Australia’s live entertainment industry suffers significantly


Australia’s live entertainment industry suffered a devastating loss of more than A$1.4bn (£770m/€911.5m/$1.06bn) due to the COVID-19 pandemic, a report from Live Performance Australia has revealed. 

Ticket sales tumbled in 2020 following a record year in 2018 and a second-best year in 2019. In 2019, Australia’s live performance industry generated ticket sales of almost A$2bn. This was a slight decline of 4.8% compared to 2018.

However, 2020’s pandemic decimated ticket sales, which fell to A$600m. This is almost a 70% decline in sales. 

Around 7.8 million tickets were issued in 2020 – a 67.5% decline from 2019. Around seven million of those tickets were paid for (a decline from the 21.2m paid for tickets the year prior) and the remaining tickets were complimentary, zero priced tickets or allocated to sponsors. 

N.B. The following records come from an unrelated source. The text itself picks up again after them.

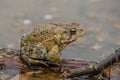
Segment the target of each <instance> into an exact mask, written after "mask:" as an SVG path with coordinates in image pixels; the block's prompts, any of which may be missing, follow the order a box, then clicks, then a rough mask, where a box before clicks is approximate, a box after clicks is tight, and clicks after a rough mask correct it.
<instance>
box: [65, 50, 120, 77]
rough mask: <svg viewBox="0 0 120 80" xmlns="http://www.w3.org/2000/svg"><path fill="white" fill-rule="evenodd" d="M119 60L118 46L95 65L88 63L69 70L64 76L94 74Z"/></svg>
mask: <svg viewBox="0 0 120 80" xmlns="http://www.w3.org/2000/svg"><path fill="white" fill-rule="evenodd" d="M119 61H120V48H119V49H117V50H116V51H115V52H114V53H113V54H111V55H110V56H108V57H107V58H105V59H104V60H102V61H101V62H99V63H98V64H96V65H89V66H86V67H83V68H78V69H72V70H69V73H68V74H67V75H65V77H78V76H83V75H87V76H95V75H98V74H99V73H101V72H102V71H103V70H105V69H106V68H108V67H110V66H111V65H113V64H114V63H117V62H119Z"/></svg>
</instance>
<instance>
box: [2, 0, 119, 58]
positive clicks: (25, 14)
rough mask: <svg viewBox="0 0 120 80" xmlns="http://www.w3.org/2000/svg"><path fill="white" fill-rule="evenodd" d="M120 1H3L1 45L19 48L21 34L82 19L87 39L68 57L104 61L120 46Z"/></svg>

The report also details a decline in the average ticket price by 6.2% from A$92.89 in 2019 to A$87.14 in 2020. 

While total attendance had dropped by 7.5% in 2019 from 2018 to 23.9m, this plummeted by 67.5% to just 7.8m in 2020. 

Prior to the pandemic taking a grip on the world, circus and physical theatre witnessed the highest year-on-year revenue growth in the live entertainment sector (102.7%), in 2019. 

However, ballet and dance witnessed the largest year-on-year decline of 88.6% which was mostly driven by COVID-19 restrictions and limited touring ability. 

The report also noted that growth in revenue and attendance in any given year was mainly influenced by the increase in major tours coming to Australia, specifically international concert or comedy tours. 

Evelyn Richardson, chief executive of Live Performance Australia, at the start of the report said: “The 2019 and 2020 report shows that the impact of the global COVID-19 pandemic on the Australian live performance industry has been unprecedented.”